Sometimes I think small flickers of time and chance actually become bigger, longer seconds. Those are probably some of the only times I feel like I understand Einstein’s Theory of Relativity. Which, I know I really do not, but when literal seconds breathe longer – I feel like I do.
He was standing by the bus stop and I knew I had to walk past him. I was late. My heart races and ticks with the second hand when I am late. I hate the reminding pulse and pressure of hustle. I thought to myself, “just smile and keep walking…he may ask for money, but just keep walking.” I’ve been approached and asked a few times at this stop. Amidst my self -imposed race, I nagged at myself for parking here yet again. But really, I didn’t want to walk past him with my painted lips, pencil skirt, and shoes that beat the female cadence along the sidewalk. I felt my material abundance made his lack more apparent. It all felt a bit ridiculous at the moment. And I was walking into church. Holiness. Worship. I judged his thoughts. His supposed words of my “holiness” as I walked past his obvious need.
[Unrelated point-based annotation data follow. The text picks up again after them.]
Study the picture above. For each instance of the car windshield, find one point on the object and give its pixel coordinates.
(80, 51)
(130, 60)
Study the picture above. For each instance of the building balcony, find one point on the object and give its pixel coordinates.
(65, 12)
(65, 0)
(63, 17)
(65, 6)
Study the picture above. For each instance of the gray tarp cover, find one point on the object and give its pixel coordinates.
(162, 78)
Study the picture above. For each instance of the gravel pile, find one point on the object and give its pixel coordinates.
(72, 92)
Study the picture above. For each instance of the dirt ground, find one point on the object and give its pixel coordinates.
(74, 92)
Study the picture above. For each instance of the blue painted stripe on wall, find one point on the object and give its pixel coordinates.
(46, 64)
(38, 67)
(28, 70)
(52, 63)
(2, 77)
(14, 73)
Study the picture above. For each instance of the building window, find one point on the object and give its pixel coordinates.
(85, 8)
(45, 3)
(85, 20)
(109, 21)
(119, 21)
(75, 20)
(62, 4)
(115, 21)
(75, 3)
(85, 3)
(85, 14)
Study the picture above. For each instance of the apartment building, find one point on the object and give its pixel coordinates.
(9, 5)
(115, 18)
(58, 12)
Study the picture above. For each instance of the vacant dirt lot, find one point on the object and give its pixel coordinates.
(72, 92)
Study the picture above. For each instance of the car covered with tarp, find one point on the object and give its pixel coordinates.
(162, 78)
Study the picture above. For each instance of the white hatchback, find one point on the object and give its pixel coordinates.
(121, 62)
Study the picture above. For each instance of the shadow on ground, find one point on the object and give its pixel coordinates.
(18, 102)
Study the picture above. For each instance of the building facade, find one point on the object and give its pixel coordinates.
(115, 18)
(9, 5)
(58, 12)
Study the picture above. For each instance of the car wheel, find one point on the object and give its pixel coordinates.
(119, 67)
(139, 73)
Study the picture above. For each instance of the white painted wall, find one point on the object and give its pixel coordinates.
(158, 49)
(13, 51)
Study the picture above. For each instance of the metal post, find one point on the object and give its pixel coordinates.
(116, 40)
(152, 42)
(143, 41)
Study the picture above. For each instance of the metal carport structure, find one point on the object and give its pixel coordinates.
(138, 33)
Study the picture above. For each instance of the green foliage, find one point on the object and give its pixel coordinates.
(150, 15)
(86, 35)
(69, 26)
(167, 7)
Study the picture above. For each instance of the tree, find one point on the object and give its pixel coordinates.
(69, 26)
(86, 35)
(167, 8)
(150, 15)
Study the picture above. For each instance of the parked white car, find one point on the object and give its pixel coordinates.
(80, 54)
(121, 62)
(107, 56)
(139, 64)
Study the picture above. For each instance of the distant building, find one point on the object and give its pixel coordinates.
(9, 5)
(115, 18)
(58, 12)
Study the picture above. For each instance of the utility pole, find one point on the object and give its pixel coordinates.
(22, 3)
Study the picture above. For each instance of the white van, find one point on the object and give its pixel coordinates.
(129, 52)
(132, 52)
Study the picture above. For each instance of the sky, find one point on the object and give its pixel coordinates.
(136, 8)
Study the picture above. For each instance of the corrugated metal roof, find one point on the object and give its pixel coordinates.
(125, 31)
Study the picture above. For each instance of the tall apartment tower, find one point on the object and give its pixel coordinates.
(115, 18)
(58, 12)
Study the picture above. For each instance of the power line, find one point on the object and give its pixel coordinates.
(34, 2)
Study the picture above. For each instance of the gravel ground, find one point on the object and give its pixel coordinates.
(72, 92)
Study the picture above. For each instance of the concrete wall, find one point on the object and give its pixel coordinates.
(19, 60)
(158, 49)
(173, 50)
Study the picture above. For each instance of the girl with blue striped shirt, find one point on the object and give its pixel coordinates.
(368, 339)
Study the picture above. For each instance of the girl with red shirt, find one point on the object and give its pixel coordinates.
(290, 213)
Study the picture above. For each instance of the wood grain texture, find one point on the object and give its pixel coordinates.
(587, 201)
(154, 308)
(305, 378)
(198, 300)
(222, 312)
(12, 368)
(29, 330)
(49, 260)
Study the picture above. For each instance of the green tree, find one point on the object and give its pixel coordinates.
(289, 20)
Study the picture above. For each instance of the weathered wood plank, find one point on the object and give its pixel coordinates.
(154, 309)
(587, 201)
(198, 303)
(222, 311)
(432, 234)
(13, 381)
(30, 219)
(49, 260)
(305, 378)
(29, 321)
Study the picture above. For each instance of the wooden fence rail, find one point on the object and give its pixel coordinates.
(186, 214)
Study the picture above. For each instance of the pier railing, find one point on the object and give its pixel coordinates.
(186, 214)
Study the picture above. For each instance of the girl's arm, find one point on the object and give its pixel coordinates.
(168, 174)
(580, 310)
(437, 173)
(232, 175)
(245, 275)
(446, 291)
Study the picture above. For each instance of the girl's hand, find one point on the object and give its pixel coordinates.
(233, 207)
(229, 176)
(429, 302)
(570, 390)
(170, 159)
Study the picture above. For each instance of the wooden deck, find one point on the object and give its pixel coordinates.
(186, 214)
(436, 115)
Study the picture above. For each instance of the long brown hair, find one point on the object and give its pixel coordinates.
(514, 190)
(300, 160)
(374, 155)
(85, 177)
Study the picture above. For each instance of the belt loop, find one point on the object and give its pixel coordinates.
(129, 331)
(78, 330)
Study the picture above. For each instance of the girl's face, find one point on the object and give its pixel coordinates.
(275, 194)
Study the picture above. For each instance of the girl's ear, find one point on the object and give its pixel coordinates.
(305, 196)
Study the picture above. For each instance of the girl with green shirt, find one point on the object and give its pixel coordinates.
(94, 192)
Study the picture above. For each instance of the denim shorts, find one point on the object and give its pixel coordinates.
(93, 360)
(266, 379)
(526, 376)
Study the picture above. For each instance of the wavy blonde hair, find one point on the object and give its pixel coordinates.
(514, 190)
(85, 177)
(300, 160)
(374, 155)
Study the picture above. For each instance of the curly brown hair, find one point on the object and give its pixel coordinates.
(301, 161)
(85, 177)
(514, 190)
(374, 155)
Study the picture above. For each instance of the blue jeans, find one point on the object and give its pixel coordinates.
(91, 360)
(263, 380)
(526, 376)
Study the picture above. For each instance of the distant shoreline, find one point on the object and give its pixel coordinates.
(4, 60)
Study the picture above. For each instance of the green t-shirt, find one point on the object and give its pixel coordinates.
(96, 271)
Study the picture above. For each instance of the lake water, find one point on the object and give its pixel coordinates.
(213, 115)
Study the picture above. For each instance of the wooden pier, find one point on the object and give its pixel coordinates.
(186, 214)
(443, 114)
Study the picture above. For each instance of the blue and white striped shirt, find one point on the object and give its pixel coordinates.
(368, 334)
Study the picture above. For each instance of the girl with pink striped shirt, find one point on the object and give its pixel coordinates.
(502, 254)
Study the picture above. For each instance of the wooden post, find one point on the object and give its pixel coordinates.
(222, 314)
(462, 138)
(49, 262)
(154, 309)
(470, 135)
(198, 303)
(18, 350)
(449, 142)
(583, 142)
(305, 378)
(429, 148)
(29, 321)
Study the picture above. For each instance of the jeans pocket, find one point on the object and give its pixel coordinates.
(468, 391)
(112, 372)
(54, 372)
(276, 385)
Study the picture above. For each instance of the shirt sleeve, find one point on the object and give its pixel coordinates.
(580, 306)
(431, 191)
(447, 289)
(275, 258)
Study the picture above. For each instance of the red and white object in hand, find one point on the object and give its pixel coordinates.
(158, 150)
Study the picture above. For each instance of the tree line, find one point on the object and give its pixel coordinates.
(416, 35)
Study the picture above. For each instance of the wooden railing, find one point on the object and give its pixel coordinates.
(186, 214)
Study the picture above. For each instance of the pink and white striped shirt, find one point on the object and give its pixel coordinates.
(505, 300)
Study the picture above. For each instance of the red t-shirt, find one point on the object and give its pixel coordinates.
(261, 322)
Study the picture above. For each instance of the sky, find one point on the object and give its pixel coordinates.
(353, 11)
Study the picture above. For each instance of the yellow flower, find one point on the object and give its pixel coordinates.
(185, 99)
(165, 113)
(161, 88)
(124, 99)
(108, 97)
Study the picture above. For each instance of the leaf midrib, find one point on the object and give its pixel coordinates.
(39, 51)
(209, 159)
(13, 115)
But the thing about thinking you know what someone is thinking, is you’re assuming you know who they are. And I didn’t. How could I? Maybe unconsciously, but arrogantly nonetheless, I thought I knew his type.
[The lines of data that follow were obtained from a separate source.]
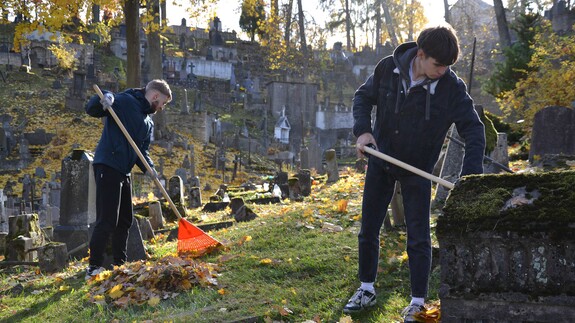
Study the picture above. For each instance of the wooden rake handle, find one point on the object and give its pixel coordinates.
(139, 153)
(408, 167)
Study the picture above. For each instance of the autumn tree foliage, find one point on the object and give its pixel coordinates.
(252, 17)
(551, 70)
(514, 66)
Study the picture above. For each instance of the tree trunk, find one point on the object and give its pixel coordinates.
(348, 25)
(377, 25)
(389, 23)
(153, 68)
(131, 14)
(504, 35)
(447, 13)
(288, 22)
(301, 28)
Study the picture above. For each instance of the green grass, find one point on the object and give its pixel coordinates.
(290, 270)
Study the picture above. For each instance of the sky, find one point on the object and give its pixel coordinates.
(228, 11)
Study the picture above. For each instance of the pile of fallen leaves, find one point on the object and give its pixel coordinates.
(138, 283)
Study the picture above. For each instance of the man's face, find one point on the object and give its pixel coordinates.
(431, 68)
(159, 102)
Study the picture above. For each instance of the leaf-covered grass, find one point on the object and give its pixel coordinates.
(297, 261)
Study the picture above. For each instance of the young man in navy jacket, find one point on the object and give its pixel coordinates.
(418, 97)
(113, 163)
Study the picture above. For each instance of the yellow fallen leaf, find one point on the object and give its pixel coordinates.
(116, 292)
(266, 261)
(154, 301)
(186, 284)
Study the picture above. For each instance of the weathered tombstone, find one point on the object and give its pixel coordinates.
(24, 150)
(360, 165)
(506, 248)
(192, 163)
(331, 166)
(135, 247)
(553, 133)
(499, 154)
(182, 173)
(76, 96)
(54, 195)
(3, 215)
(281, 179)
(194, 181)
(53, 257)
(240, 211)
(27, 189)
(24, 236)
(185, 106)
(195, 197)
(294, 189)
(145, 228)
(40, 172)
(315, 153)
(304, 177)
(156, 218)
(78, 201)
(186, 162)
(176, 189)
(451, 168)
(304, 158)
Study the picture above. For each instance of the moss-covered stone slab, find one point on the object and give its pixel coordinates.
(511, 202)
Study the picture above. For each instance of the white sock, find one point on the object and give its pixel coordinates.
(368, 287)
(417, 301)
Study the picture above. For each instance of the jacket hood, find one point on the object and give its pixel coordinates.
(402, 57)
(140, 95)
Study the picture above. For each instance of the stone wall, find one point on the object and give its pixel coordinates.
(507, 249)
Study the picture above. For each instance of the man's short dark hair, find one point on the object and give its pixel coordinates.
(440, 43)
(160, 86)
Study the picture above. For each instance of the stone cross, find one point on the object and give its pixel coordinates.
(331, 167)
(192, 162)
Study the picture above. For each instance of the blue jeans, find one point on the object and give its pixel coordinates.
(113, 215)
(377, 194)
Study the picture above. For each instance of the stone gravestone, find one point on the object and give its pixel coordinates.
(304, 177)
(499, 154)
(24, 150)
(304, 158)
(185, 106)
(3, 215)
(24, 235)
(192, 162)
(451, 168)
(331, 166)
(315, 153)
(78, 201)
(156, 218)
(553, 133)
(195, 197)
(176, 193)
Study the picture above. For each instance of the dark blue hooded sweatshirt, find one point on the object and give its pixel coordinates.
(411, 125)
(113, 149)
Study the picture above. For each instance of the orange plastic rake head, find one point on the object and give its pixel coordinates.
(193, 241)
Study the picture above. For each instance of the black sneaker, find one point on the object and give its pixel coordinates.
(409, 312)
(92, 271)
(360, 300)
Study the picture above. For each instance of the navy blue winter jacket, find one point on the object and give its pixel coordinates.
(113, 149)
(412, 127)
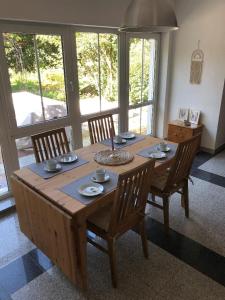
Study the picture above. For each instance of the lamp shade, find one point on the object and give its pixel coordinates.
(149, 16)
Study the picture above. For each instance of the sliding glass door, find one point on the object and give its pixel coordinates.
(98, 69)
(143, 74)
(60, 76)
(3, 178)
(39, 85)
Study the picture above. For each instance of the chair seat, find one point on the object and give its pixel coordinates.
(159, 181)
(101, 218)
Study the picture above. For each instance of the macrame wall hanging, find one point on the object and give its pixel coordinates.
(197, 61)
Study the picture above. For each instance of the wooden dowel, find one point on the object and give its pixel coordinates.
(111, 136)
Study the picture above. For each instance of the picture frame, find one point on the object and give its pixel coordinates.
(183, 114)
(194, 116)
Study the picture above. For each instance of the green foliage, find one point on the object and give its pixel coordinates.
(97, 56)
(22, 57)
(96, 52)
(52, 84)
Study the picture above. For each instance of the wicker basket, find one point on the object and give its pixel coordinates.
(113, 158)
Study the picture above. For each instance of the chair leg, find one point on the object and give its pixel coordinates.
(143, 238)
(112, 259)
(166, 213)
(186, 199)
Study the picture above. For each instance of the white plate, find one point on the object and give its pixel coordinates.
(123, 141)
(68, 158)
(58, 168)
(157, 155)
(167, 149)
(127, 135)
(91, 189)
(107, 177)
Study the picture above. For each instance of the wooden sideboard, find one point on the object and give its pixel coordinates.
(178, 132)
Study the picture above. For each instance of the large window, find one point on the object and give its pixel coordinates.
(142, 83)
(36, 69)
(97, 59)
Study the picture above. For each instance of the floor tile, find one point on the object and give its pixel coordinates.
(13, 242)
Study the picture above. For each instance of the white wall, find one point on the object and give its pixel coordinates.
(220, 140)
(200, 20)
(84, 12)
(87, 12)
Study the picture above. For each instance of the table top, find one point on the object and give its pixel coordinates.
(49, 188)
(181, 124)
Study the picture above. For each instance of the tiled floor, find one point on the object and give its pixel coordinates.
(187, 264)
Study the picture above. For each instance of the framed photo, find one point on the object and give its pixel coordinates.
(183, 114)
(194, 116)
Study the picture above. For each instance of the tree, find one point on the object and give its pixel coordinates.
(22, 55)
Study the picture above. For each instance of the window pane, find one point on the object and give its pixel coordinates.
(85, 134)
(3, 179)
(25, 149)
(135, 71)
(88, 75)
(97, 56)
(85, 130)
(141, 70)
(35, 64)
(140, 120)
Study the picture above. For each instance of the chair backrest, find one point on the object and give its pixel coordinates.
(130, 198)
(99, 128)
(50, 144)
(183, 160)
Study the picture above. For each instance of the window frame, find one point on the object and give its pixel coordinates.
(152, 102)
(10, 132)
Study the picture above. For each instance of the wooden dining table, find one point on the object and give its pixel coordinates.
(56, 222)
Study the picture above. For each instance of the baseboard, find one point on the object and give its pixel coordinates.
(215, 151)
(220, 148)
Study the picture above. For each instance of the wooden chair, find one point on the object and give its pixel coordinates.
(126, 211)
(175, 179)
(50, 144)
(99, 128)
I hopped out of the car and walked as fast as I could. He turned in rhythm with the noise of my shoes and smiled. As the moment expanded and his eyes shined, he said, “what a beautiful smile!” And it was not creepy, and he didn’t want a thing. He commented on my stone necklace and asked if I made it.
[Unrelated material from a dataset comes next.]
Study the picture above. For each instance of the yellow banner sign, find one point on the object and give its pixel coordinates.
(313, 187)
His tone was genuine, his voice was grounded, and I felt the gravity of my distortion between space, time, and judgment.
He had grey sweats on. Oxygen snaked up his nose and tethered him to his spot. He had a calm presence. I smiled and talked for seconds then started on my way, when he quietly shouted, “keep being happy”. He thinks I’m happy I thought. I’m glad he felt I was happy around him.
He asked for nothing. He gave to me. He assumed nothing and I assumed everything.
While this was only a moment, a brief sketch or facet of his character revealed truth. I felt his aspect of consideration and acceptance if only for an instant. In my rush and chaotic mental to do list for the week I thought this was one more small hurdle, but his words brought perspective and briefly grounded me. As I walked away I felt happy. I felt of his warmth and I wanted to turn around and say, where are you going? Who are you? Do you have a family who loves you? Why do you need oxygen? But I kept moving and time raced on.
But I could have stayed there a while.